Hud, Ad Kavmi'ne gönderilen bir peygamberdir. Onlara yalnız Allah' a
tapmalarını, putlardan geçmelerini, Allah'tan başka ilah olmadığını
söylüyordu. Kavmi: "Demek sen, Allah'a kulluk edelim ve atalarımızın
taptıklarını bırakalım diye mi geldin. Eğer doğrulardan isen bizi tehdit
ettiğin; azabı bize getir." dediler.
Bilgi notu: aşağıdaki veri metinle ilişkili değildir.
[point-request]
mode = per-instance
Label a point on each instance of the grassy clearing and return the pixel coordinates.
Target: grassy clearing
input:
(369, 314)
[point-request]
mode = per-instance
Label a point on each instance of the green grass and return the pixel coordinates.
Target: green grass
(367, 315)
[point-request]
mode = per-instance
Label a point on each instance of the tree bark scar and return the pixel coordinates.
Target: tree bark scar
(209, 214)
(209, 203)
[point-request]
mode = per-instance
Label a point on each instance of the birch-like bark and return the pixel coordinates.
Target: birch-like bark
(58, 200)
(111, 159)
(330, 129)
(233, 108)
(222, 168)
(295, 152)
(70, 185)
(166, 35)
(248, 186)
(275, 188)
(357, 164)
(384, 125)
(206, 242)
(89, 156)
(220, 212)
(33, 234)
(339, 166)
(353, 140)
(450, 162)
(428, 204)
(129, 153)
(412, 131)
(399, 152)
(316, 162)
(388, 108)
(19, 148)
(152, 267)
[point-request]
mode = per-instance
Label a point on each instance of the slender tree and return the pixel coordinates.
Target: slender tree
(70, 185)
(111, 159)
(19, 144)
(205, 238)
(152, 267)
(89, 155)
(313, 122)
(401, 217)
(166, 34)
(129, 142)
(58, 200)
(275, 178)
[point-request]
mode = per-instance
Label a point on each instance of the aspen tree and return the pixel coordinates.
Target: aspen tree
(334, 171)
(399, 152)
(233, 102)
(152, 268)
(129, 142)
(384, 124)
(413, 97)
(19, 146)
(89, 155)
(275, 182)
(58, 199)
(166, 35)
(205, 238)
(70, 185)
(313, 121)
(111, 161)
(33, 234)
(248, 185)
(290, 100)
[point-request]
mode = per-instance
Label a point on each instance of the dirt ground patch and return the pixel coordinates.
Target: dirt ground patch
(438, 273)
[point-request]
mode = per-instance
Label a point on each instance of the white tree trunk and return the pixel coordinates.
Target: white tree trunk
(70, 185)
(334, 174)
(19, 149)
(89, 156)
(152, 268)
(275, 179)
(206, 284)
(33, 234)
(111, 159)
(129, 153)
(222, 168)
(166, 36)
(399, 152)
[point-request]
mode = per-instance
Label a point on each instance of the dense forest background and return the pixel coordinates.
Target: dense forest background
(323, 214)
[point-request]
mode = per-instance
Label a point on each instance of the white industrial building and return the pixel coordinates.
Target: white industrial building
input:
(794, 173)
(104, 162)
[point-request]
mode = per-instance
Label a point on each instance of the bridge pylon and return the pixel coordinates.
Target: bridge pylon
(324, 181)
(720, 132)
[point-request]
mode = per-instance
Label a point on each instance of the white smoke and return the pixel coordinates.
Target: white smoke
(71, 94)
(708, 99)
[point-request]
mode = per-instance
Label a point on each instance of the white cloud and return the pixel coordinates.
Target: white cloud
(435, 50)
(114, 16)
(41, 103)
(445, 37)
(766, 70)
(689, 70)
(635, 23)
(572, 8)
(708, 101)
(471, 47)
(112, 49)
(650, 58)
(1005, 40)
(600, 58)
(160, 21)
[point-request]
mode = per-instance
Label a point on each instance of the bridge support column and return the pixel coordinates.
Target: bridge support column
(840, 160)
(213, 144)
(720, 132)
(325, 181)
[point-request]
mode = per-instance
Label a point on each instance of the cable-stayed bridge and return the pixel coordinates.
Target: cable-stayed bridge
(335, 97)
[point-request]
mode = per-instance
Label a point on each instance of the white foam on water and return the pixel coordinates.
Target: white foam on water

Hud(as) onlara, "Artık size
rabbbinizden azap ve hışım inmiştir" Ayette, "Emrimiz gelince Hud'u
ve onunla beraber iman edenleri bizden bir rahmetle kurtardık, onları çok
ağır bir azaptan kurtuluşa erdirdik." 4. Hz. Salih'in Hicreti: Hz.
Salih peygamber, Semud Kavmi'ne gönderilmiştir. O da, Semud Kavmi'ne
"Allah'a kulluk etmelerini, Allah'ın bir olduğunu, Allah'ın kendilerini
topraktan yaratıp nimetler içinde yaşattığını, O'na yönel-melerini, mağfiret
dileyip tövbe etmelerini" söyledi. Hz. Salih'in davetini reddettiler.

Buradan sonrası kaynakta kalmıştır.